The Volokh Conspiracy
Mostly law professors | Sometimes contrarian | Often libertarian | Always independent
From the Biloxi (Miss.) Sun-Herald, in December (thanks to my student Jennifer Wilson for the pointer):
We've … discontinued our daily "mugshot" gallery on sunherald.com.
For years, we posted the pictures of people charged with felony crimes, and, again, it was a popular part of our website. But the mugshot stayed a part of people's lives forever, whether they were convicted or not. Plenty of people have contacted us over the years to say they were cleared of the crime but that mugshot has prevented them from getting jobs. It turns up in background searches.
And the mugshot gallery did not really meet our core mission of our news organization, to inform and serve the people of South Mississippi with news that affects their lives.
Should newspapers publish mugshots of people charged with felonies (or misdemeanors)? Should they publish daily crime blotters, which include the names of the people who are charged (even if there's no broader story to which this is relevant)? If they do, should they have a policy of deleting the pictures and names from their archives after some time?

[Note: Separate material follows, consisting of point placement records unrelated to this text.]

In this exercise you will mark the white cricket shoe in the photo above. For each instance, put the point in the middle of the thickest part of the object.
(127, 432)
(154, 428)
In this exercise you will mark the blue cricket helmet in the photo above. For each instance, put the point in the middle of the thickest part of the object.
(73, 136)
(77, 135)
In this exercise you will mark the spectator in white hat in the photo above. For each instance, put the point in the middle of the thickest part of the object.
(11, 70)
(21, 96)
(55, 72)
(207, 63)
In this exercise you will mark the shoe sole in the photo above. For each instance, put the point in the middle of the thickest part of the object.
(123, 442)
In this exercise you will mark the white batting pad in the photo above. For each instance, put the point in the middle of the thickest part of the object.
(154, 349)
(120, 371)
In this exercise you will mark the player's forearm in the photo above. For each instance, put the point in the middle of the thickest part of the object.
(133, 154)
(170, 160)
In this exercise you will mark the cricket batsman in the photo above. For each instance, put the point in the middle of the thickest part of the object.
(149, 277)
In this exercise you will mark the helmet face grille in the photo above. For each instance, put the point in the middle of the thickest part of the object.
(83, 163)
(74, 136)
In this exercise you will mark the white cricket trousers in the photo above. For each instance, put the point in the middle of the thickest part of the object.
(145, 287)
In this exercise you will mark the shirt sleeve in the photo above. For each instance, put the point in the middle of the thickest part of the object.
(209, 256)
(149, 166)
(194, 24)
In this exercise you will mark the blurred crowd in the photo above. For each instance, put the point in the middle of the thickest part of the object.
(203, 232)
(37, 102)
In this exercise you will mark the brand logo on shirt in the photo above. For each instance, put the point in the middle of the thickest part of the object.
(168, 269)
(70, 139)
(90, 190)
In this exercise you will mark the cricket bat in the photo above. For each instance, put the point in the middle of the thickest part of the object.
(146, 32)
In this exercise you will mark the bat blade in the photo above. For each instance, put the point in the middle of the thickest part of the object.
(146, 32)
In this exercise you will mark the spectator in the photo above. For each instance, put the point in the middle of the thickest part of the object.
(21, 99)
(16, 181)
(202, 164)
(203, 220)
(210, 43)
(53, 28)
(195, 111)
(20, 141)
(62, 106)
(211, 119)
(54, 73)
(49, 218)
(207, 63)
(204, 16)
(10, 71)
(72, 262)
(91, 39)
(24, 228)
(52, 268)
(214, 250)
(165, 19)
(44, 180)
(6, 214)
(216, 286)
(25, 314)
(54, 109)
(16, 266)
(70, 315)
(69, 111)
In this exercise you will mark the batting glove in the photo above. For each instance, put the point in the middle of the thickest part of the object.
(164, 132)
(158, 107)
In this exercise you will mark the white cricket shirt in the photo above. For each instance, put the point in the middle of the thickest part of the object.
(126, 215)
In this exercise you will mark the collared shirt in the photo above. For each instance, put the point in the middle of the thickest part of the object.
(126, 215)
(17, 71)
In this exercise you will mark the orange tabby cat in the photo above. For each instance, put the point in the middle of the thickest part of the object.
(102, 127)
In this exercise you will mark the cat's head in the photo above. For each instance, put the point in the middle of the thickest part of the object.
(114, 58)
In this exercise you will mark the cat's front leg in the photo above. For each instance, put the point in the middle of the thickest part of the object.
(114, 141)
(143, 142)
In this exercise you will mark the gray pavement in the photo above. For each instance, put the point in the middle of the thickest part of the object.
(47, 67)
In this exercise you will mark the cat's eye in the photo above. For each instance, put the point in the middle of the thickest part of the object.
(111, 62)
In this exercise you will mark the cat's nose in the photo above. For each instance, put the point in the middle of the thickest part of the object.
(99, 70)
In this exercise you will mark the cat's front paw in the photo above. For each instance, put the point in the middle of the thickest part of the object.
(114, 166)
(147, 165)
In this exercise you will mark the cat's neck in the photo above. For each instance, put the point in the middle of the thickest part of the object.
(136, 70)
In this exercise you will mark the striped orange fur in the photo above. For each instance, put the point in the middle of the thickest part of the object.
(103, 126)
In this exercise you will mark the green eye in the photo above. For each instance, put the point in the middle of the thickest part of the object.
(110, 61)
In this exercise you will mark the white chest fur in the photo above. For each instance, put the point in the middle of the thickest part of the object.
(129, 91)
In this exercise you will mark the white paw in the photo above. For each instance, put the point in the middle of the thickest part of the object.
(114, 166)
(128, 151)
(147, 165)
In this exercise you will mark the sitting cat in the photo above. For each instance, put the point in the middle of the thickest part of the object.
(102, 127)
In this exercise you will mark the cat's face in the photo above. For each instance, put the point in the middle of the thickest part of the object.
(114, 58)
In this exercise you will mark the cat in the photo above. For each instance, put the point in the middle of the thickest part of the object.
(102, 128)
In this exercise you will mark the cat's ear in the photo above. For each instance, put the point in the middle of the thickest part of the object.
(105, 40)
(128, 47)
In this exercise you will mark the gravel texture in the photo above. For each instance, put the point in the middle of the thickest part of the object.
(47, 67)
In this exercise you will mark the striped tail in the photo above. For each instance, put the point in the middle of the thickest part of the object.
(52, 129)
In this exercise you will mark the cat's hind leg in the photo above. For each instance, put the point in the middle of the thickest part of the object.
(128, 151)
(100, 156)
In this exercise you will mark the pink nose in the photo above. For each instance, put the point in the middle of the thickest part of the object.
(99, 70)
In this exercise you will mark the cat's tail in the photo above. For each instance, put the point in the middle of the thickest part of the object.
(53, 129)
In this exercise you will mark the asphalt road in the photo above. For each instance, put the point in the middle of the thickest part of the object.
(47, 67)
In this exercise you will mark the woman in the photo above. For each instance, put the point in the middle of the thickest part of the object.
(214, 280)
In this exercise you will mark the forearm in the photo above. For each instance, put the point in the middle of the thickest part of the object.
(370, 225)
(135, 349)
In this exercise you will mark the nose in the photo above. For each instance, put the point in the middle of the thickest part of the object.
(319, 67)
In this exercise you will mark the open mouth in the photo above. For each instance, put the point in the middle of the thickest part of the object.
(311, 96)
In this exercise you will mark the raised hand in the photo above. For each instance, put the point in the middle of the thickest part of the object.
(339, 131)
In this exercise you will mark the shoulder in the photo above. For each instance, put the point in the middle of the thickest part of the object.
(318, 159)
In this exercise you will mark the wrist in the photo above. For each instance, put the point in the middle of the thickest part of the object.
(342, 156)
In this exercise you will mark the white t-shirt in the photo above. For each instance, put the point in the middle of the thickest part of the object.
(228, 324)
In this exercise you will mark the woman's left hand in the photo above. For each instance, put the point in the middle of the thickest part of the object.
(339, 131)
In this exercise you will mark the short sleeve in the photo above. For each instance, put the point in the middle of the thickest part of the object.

Should the policy be to delete the pictures and names only if the defendant is acquitted, or the charges are dropped? (Note that charges are often dropped pursuant to a first-offender deferred prosecution agreement, rather than an outright verdict of not guilty or a prosecutorial decision to simply drop the charges.)
Newspapers certainly have a First Amendment right to publish such material, and to keep it up (so long as they accurately describe the defendants as just having been accused)—and, of course, a First Amendment right not to. The question is how they should exercise this right.